The Lancaster-Oslo/Bergen (LOB) Corpus is a one-million-word collection of British English texts which was compiled in the 1970s in collaboration between the University of Lancaster, the University of Oslo, and the Norwegian Computing Centre for the Humanities, Bergen, to provide a British counterpart to the Brown Corpus compiled by Henry Kučera and W. Nelson Francis for American English in the 1960s.[1]

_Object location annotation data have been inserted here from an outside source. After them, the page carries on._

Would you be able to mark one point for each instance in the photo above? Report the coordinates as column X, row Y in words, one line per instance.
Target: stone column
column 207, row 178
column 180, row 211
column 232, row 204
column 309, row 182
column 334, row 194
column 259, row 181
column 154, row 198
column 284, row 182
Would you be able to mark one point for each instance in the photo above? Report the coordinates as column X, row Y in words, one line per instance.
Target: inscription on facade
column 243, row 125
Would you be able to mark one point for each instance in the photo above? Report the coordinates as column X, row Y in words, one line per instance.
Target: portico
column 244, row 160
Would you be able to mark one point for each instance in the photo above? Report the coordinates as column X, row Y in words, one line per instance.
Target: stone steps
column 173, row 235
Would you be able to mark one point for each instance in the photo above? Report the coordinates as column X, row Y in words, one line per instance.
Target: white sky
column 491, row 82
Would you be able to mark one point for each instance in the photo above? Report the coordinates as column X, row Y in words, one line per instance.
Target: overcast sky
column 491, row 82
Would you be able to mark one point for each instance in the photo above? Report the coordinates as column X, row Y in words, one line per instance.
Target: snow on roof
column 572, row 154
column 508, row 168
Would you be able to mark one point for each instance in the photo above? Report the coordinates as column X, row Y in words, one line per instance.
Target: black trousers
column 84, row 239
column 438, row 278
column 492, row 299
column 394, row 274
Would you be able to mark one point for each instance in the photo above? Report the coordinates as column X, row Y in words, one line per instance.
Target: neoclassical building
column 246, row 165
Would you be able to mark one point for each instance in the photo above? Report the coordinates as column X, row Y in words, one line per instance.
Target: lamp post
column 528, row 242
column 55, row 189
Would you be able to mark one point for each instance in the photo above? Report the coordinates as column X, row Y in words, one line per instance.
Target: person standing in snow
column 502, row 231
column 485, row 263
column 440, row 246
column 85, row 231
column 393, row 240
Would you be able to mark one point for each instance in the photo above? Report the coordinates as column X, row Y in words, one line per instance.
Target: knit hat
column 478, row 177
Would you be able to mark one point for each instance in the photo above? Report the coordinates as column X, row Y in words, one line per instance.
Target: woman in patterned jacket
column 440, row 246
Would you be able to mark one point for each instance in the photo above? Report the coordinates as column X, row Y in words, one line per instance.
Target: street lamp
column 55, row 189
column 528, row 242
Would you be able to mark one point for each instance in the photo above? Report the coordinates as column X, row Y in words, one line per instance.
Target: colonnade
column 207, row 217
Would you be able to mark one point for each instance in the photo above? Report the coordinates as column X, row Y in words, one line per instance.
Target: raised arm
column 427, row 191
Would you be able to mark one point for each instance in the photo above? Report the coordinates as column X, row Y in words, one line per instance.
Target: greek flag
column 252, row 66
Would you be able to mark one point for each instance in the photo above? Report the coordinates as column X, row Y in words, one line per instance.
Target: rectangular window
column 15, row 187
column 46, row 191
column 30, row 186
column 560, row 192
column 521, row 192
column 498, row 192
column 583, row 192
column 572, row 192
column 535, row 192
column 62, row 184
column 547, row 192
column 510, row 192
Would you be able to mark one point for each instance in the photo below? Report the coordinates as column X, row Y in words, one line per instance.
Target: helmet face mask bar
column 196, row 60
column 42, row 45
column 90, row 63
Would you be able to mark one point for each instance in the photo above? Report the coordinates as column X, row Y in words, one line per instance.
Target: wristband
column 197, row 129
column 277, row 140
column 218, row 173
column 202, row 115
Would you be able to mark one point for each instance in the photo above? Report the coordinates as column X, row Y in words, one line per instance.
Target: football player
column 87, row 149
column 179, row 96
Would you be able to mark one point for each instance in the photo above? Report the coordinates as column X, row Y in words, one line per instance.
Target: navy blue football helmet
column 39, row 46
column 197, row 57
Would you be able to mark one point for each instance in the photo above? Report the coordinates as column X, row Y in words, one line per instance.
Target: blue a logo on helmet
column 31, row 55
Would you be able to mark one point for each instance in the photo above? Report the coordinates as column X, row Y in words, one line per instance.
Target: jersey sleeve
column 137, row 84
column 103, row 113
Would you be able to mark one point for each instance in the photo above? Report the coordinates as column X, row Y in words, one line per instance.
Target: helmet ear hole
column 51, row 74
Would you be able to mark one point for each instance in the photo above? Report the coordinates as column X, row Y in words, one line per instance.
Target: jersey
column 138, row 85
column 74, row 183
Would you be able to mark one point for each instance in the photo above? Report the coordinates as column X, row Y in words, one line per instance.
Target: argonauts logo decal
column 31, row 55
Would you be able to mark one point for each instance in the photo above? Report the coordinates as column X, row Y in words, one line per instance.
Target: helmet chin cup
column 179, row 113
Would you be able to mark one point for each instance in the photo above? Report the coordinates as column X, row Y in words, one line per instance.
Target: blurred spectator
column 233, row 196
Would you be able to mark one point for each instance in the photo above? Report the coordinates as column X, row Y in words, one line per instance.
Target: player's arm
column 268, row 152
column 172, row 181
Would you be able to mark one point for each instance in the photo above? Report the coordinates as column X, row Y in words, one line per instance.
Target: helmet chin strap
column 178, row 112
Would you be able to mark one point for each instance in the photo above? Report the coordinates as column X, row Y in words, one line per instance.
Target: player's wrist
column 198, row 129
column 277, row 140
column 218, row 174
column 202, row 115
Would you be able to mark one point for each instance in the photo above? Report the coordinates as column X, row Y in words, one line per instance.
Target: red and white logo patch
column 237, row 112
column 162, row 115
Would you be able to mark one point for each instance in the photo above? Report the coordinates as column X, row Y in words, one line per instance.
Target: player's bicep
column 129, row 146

Its composition was designed to match the original Brown corpus in terms of its size and genres as closely as possible using documents published in the UK in 1961 by British authors.[2] Both corpora consist of 500 samples each comprising about 2000 words in the following genres:
Label | Text category | Brown Corpus | LOB Corpus |
---|---|---|---|
A | Press: reportage | 44 | 44 |
B | Press: editorial | 27 | 27 |
C | Press: reviews | 17 | 17 |
D | Religion | 17 | 17 |
E | Skills, trades and hobbies | 36 | 38 |
F | Popular lore | 48 | 44 |
G | Belles lettres, biography, essays | 75 | 77 |
H | Miscellaneous (documents, reports, etc.) | 30 | 30 |
J | Learned and scientific writings | 80 | 80 |
K | General fiction | 29 | 29 |
L | Mystery and detective fiction | 24 | 24 |
M | Science fiction | 6 | 6 |
N | Adventure and western fiction | 29 | 29 |
P | Romance and love story | 29 | 29 |
R | Humour | 9 | 9 |
Total | 500 | 500 |
The chief compilers of the LOB corpous were Geoffrey Leech (Lancaster University) and Stig Johansson (University of Oslo); see Leech & Johansson (2009).[3]
The corpus has been also tagged, i.e. part-of-speech categories have been assigned to every word.[1]